Indonesia dikenal dengan sebutan negara pluralisme dan multikulturalisme. Keberagaman agama dan budaya menjadi kekuatan bagi bangsa Indonesia untuk tetap bertahan dalam Negara Kesatuan Republik Indonesia (NKRI) sampai saat ini. Walaupun demikian, masih ada kelompok tertentu melakukan tindakan intoleransi yang dapat mengganggu keharmonisan dalam relasi antar umat beragama di Indonesia.

Beragam cara untuk menyelesaikan riak-riak kasus intoleransi yang terjadi, namun jalan penyelesaiannya tidak mudah. Banyak aral melintang yang menghambat dalam menyelesaikan kasus-kasus yang terjadi di Indonesia. Upaya untuk menemukan akar persoalan menjadi tantangan bersama sekaligus tanggung jawab sebagai warga beriman untuk tetap merawat, menjaga dan memelihara keberagaman yang ada.

Di sisi lain, masih ada warga yang sudah berusaha mengimplementasikan nilai-nilai yang sudah melekat dalam diri kita sebagai warga budaya Indonesia seperti: bersikap egaliter, toleransi dan humanis dengan lintas iman yang semestinya menghiasi keseharian hidup kita dengan sesama.

Selain itu ada pandangan lain bahwa, tata kelola keberagaman beragama di bawah naungan Pancasila dan UUD 1945, tidak menjamin hak-hak umat beragama diakui secara humanis dan bijaksana tentang keyakinan seseorang di ruang publik. Manakala hak minoritas sering kali diabaikan karena dipengaruhi berbagai kepentingan politik identitas, relasi kuasa dan hegemonik kepemimpinan.

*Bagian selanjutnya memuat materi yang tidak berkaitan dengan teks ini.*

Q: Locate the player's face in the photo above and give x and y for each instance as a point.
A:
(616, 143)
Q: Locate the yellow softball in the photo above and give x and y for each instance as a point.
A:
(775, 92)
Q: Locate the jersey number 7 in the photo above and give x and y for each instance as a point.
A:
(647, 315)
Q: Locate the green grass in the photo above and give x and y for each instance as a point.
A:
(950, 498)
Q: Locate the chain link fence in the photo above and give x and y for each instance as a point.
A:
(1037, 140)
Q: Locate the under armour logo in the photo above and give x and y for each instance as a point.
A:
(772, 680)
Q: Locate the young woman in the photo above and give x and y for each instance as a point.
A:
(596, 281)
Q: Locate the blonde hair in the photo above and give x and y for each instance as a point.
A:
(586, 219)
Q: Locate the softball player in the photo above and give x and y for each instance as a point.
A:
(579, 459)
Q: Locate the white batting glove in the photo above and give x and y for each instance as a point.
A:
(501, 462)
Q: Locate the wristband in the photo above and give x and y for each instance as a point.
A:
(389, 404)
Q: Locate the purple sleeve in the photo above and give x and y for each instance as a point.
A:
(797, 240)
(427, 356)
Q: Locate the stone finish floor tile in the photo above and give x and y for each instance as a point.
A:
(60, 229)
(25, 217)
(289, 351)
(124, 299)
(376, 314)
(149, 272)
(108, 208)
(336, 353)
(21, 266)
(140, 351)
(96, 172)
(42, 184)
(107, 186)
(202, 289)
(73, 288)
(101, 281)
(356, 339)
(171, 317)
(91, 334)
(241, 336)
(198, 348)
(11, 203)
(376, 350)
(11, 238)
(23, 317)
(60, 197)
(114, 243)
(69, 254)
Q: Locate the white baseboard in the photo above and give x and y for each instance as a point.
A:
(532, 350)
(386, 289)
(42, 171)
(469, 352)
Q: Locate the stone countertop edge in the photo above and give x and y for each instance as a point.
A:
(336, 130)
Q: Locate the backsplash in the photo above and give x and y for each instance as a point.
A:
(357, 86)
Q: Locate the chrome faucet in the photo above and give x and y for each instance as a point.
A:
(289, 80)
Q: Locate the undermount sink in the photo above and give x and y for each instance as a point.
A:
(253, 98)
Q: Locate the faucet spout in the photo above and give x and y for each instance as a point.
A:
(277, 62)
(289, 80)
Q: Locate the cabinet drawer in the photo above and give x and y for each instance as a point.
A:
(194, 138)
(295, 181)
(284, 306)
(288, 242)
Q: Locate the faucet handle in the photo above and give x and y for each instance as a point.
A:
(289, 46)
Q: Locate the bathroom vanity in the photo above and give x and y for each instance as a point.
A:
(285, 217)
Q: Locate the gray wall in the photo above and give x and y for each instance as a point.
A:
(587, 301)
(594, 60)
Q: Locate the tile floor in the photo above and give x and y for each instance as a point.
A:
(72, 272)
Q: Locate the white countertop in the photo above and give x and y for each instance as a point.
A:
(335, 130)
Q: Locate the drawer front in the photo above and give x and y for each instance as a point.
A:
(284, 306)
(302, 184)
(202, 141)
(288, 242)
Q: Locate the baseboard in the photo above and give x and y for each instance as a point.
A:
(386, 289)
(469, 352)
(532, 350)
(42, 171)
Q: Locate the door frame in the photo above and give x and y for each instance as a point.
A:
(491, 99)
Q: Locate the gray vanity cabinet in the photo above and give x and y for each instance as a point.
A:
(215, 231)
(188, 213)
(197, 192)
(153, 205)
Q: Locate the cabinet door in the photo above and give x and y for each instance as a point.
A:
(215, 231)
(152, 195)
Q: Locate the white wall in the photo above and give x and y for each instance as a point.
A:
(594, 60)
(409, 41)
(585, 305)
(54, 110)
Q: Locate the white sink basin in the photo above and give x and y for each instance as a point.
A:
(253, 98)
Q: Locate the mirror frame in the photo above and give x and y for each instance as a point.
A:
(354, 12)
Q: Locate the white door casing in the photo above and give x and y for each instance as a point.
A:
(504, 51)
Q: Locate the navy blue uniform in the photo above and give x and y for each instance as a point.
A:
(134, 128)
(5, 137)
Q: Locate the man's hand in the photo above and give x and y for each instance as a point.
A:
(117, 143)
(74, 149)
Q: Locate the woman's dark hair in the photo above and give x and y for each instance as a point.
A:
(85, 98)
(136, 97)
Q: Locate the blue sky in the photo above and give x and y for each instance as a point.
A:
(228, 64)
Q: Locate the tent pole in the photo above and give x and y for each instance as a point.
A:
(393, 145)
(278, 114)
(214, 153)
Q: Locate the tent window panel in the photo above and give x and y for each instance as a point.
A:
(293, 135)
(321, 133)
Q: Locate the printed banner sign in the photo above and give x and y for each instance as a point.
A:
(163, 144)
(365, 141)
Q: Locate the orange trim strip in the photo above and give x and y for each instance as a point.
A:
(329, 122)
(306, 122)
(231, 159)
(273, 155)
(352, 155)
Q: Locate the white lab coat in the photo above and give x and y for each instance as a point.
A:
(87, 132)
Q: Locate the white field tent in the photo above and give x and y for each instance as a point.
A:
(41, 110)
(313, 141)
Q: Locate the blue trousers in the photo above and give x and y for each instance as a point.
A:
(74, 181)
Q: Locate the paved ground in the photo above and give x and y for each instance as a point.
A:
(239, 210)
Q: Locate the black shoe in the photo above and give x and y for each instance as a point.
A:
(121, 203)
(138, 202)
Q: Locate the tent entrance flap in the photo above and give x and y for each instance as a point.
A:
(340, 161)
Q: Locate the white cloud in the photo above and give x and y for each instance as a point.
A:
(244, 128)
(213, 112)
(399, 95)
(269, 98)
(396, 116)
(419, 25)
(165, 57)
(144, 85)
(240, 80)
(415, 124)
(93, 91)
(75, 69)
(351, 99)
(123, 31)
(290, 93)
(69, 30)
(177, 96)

Masing-masing warga masih memahami toleransi hanya sebatas wacana dan gagasan belaka. Dalam ruang-ruang dialog, implementasi budaya toleransi menjadi sebuah diskusi yang alot, meskipun di daerah tertentu masih bisa hidup berdampingan satu sama lain dalam bingkai keyakinan yang berbeda. Politik identitas semakin menguat ketika hubungan antar komunitas beragama sarat dengan pemetaan kelompok berdasarkan identitas ras, suku dan agama.

Tulisan sederhana ini hanyalah sebuah refleksi yang bertujuan untuk menghadirkan harmoni toleransi sebagai kontrol sosial untuk mencegah riak-riak persoalan intolerasi di Indonesia sebagai refleksi penulis atas kasus yang bersentuhan dengan agama lewat berbagai pendekatan.

Tiga pendekatan: kekuatan, hak, & kepentingan, menurut Samsu Rizal Panggabean (2011) menjadi landasan kuat dalam menemukan ruang kebersamaan dan perbedaan agama di Indonesia. Untuk kasus dalam tulisan sederhana ini, saya mengambil pendekatan kekuatan.

Hal ini juga didukung oleh Bhiku Parekh (2008) tentang teori toleransi agama dalam konteks multikulturalisme. Selain itu dalam studi fenomenologi agama didukung oleh pandangan Jacques Waardenburg (2022) tentang tiga kebutuhan mendesak dalam mempelajari hubungan Muslim-Kristen menjadi frame mendasar dengan mengurai persoalan-persoalan konflik agama yang terjadi di Indonesia saat ini.

Klik dan baca juga:  Kritis Terhadap Pendidikan

Membangun Kesadaran Ingatan Koletif

Masih ingat di benak kita kasus pada bulan Mei 2024, beredar luas berita di berbagai platform media sosial seperti Twitter, Instagram, TikTok, dan saluran YouTube insiden pembubaran sejumlah mahasiswa Katolik di kawasan Setu, Tangerang Selatan. Kejadian ketika mereka sedang mengadakan peribadatan doa rosario di salah satu kediaman mahasiswa Katolik di daerah tersebut.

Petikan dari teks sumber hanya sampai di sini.